China Reportedly Nixes North Korea Border Casino Plan
Posted on: November 25, 2018, 10:00h.
Last updated on: November 26, 2018, 06:42h.
A North Korea casino project has been abandoned after folding to pressure from regional superpower China, according to Radio Free Asia (RFA).
The Washington D.C.-based broadcaster said North Korea was building a 30-story hotel in Sinuiju on its northwestern border with China in the hope that an influx of Chinese tourists would ease its economic woes. But construction was “suddenly” halted with only 20 floors complete, because authorities in Beijing found out about the plan, a source told RFA.
Gambling is illegal in China with the exception of two state-owned lotteries, and Beijing wants to curb its citizens’ appetite for gambling abroad, while stemming the outflow of capital to the casinos of neighboring nations.
Kim Jong Un’s sanction-hit regime has long been interested in boosting its tourism industry. Its proximity to China would make it a casino developer’s dream — were it not for its totalitarian, pariah status and appalling human rights record.
But China is North Korea’s biggest trading partner and arguably has the most influence on the regime. Since the break-up of the former Soviet Union and the imposition of sanctions by the West, North Korea has precious few trading partners left.
Yang’s Capitalist Enclave
But a source who spoke to South Korean broadsheet Chosun Ibo this week questioned whether China would challenge a casino being built on North Korean territory.

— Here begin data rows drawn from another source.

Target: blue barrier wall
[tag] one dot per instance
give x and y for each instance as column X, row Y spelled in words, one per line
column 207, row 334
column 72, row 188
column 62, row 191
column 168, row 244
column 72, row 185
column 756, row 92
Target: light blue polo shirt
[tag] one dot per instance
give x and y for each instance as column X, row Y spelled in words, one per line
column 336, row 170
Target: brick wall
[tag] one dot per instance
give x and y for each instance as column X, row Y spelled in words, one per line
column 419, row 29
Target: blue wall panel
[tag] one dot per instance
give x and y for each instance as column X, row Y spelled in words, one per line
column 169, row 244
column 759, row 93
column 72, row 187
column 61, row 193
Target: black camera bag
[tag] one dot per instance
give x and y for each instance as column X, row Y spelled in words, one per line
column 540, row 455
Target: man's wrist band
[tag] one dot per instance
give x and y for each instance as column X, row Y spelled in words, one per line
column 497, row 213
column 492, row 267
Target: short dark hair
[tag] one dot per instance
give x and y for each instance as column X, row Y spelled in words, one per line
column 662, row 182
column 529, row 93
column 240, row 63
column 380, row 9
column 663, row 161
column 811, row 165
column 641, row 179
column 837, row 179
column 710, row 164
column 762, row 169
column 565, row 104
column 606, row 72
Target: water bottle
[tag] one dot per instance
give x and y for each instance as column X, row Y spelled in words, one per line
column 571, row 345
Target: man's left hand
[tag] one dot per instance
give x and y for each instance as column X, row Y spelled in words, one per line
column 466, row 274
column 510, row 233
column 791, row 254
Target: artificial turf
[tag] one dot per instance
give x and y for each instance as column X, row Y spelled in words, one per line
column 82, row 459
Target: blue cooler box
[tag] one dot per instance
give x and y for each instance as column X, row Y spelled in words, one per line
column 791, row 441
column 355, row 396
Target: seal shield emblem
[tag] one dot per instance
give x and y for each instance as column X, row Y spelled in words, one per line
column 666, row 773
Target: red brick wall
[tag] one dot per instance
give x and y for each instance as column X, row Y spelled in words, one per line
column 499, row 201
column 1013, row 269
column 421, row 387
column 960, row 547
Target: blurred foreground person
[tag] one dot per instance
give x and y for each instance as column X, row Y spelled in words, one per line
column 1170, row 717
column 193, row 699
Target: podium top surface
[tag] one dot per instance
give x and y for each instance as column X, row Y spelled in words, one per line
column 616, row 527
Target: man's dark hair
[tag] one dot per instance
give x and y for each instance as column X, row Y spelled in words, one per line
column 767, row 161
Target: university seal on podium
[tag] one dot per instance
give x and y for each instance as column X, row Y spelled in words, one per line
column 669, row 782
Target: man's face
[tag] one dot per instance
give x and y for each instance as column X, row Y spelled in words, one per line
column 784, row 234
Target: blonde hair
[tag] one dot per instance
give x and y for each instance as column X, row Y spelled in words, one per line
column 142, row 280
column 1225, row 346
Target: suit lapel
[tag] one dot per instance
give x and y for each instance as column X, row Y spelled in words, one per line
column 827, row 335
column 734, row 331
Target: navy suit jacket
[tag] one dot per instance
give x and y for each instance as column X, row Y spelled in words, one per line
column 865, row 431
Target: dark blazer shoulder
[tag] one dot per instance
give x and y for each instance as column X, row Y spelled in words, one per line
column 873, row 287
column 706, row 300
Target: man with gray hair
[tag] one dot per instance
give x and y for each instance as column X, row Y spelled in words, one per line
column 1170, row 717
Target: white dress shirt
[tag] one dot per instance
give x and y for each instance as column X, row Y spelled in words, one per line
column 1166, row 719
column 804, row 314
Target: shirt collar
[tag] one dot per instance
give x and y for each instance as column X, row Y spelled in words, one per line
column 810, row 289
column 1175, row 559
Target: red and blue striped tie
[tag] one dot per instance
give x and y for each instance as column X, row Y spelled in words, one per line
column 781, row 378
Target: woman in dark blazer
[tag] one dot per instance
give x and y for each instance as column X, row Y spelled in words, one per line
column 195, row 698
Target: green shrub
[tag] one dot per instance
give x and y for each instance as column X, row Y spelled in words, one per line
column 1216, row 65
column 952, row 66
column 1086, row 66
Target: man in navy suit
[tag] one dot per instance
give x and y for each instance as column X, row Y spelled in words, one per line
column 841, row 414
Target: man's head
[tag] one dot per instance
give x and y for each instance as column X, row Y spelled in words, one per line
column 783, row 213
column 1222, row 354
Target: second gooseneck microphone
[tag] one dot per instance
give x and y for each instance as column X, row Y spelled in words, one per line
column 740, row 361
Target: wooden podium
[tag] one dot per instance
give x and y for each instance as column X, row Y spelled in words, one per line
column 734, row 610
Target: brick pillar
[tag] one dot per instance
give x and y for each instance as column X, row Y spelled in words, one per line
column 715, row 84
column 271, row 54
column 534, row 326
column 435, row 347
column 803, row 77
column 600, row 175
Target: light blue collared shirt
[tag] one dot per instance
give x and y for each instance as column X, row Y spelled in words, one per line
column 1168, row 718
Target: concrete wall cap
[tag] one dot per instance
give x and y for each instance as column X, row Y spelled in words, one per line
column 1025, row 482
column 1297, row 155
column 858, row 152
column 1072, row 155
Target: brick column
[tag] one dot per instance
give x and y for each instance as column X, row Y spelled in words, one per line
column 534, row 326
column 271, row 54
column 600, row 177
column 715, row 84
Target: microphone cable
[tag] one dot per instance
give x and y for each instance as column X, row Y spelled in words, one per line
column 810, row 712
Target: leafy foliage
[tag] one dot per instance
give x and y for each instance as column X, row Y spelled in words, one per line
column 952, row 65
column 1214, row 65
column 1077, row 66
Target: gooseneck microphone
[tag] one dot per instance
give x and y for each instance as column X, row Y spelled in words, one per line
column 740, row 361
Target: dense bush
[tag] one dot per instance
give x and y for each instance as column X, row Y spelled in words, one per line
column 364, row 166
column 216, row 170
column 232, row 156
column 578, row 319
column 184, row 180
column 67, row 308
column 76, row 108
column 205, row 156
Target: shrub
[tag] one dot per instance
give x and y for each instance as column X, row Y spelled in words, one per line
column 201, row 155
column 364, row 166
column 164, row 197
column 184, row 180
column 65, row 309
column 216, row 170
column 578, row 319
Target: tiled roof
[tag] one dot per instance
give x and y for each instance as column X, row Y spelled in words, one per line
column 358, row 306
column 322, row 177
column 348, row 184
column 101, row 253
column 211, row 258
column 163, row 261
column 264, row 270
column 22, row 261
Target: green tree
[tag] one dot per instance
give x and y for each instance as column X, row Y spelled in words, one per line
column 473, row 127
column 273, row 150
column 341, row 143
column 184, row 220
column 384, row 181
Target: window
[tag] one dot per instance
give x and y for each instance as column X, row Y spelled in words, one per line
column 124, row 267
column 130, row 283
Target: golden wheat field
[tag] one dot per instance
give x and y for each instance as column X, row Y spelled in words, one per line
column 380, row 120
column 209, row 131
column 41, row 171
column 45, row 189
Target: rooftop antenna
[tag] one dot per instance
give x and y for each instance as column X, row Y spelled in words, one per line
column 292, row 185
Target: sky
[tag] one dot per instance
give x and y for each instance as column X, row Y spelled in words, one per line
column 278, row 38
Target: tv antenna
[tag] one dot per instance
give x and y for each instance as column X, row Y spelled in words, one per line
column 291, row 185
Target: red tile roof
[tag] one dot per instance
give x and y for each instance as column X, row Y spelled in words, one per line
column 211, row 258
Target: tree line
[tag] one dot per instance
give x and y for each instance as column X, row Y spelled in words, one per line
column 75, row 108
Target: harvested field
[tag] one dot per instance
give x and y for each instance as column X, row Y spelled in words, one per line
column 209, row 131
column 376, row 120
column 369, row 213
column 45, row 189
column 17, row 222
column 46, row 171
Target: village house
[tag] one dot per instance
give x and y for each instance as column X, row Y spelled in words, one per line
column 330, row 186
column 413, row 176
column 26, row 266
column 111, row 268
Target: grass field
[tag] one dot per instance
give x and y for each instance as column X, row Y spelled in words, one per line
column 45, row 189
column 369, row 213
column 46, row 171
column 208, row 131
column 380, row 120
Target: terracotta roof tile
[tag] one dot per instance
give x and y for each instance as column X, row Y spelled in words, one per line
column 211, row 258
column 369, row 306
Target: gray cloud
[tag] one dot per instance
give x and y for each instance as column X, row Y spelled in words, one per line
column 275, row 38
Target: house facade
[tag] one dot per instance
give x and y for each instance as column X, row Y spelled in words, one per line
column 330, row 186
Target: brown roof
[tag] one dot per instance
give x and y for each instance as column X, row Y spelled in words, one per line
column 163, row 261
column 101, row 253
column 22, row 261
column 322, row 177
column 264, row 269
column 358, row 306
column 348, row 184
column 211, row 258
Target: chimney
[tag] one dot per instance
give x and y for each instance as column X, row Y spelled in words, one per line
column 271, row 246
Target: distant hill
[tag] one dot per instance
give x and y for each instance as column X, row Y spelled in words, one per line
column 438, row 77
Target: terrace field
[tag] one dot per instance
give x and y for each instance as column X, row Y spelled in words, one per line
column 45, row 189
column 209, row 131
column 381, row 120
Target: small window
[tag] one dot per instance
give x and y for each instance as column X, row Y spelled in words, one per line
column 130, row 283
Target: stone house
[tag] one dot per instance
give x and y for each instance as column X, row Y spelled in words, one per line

The sources noted that there is already a North Korean casino close to the Chinese border, but at the other end of the country — in the Rajin-Sonbong special economic zone in the northeast — to which Beijing has apparently made no objection. Chosun Ibo suggests it’s just as likely that the project has merely run out of financing.
However, a source in Dandong — a Chinese city just across the Yalu River from Sinuiju — told the newspaper that the developer behind the halted North Korean casino is Dutch-Chinese billionaire Yang Bin, who has been trying to attract foreign capital to finance its completion.
Yang was once the second-richest man in China, and in 2002 was recruited by Pyongyang to run the Sinuiju economic zone. With the blessing of former North Korean Leader Kim Jong Il, Yang planned to turn the zone into a semi-autonomous capitalist enclave, which China feared could destabilize the political and economic management of the region.
Shortly after, Yang was arrested by Chinese authorities and imprisoned on charges of tax evasion. He was released in September 2016, but his reappearance in Sinuiju might be sufficient reason for Beijing to put the kibosh on the idea.
North Korea Asks Trump for Help
These days, Kim Junior has other priorities — namely the development of Wonsan-Kalma coastal tourist region, where he is believed to have spent much of his childhood.
It was widely reported in June that a top North Korean aide directly asked Donald Trump for American investment to help build an integrated casino resort in Wonsan on a visit to the White House.
According to estimates by the South Korean government, the tourist zone will generate around $50 million per year for North Korea, a significant sum for a country whose entire annual trade volume is just $7 billion.